Sunday, December 02, 2007

A cruel deception

Rosie Lewis believed she’d had a miscarriage. But she didn’t know a phantom pregnancy had continued to grow inside her

My seventh wedding anniversary had been idyllic. To celebrate, my husband had bought me a cashmere robe (it’s the wool anniversary), and we’d taken our two boys, Harry and Jonah (then four and two), for a picnic at the zoo. In the evening, a friend came to baby-sit, as we had a table booked at our favourite French restaurant.

Just as I was putting on my final slick of lipstick, however, our perfect day came to an abrupt end. What felt like an internal organ the size of a 10oz steak dropped out of my vagina into my silk knickers. Blood gushed down my legs until I was standing over a pool the size of a dinner plate. It then slowed to a trickle — like a tap that hasn’t been turned off properly. I was so shocked, all I could do was stand and stare in disbelief at the bright-red blood against the white of the bathroom floor tiles. I was terrified.

Luckily, the boys were downstairs on the sofa with their father. I could hear him reading We’re Going on a Bear Hunt. I called my friend and, with a hand towel stuffed between my legs, we cleaned up the blood and flushed the “mass” down the toilet. I couldn’t bear the thought of the boys being frightened by the mess. My friend kept saying, “I’ll deal with this, you’ve got to get to the hospital”, but I just couldn’t leave until the bathroom was spotless. That must have been part of the shock.

In A&E, I expelled another spongy mass, half the size of the first, and bled a lot more. So much for the gourmet feast I’d been dreaming about — they had me on nil by mouth.

Once the doctors got my notes, they pieced everything together. Two months previously, I had had a miscarriage. Ten weeks into that pregnancy, I’d had some brownish-red spotting; a scan had revealed a small blob with no heartbeat. I’d been given a surgical Evacuation of Retained Products of Conception (ERPC), under general anaesthetic, and sent home.

Ever since the miscarriage, I hadn’t felt quite right.
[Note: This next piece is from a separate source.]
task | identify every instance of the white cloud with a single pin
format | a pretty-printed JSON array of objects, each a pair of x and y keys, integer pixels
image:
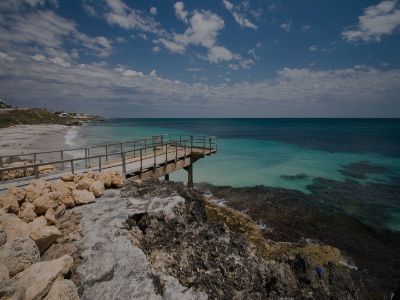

I’d been overly tearful and sensitive — and this hadn’t been my first miscarriage, so I knew what they felt like. Several people had asked me when the baby was due, because my stomach was so bloated. I hadn’t had a period, but didn’t think that was too strange after a miscarriage. In fact, I remember saying to my husband that I still felt pregnant — although I knew I couldn’t be — because, after the miscarriage, my libido had vanished and we hadn’t made love since.

The night of our anniversary, I had a scan, blood tests and, eventually, another surgical evacuation. Some of my tissues, I was told, had been sent to a laboratory for examination.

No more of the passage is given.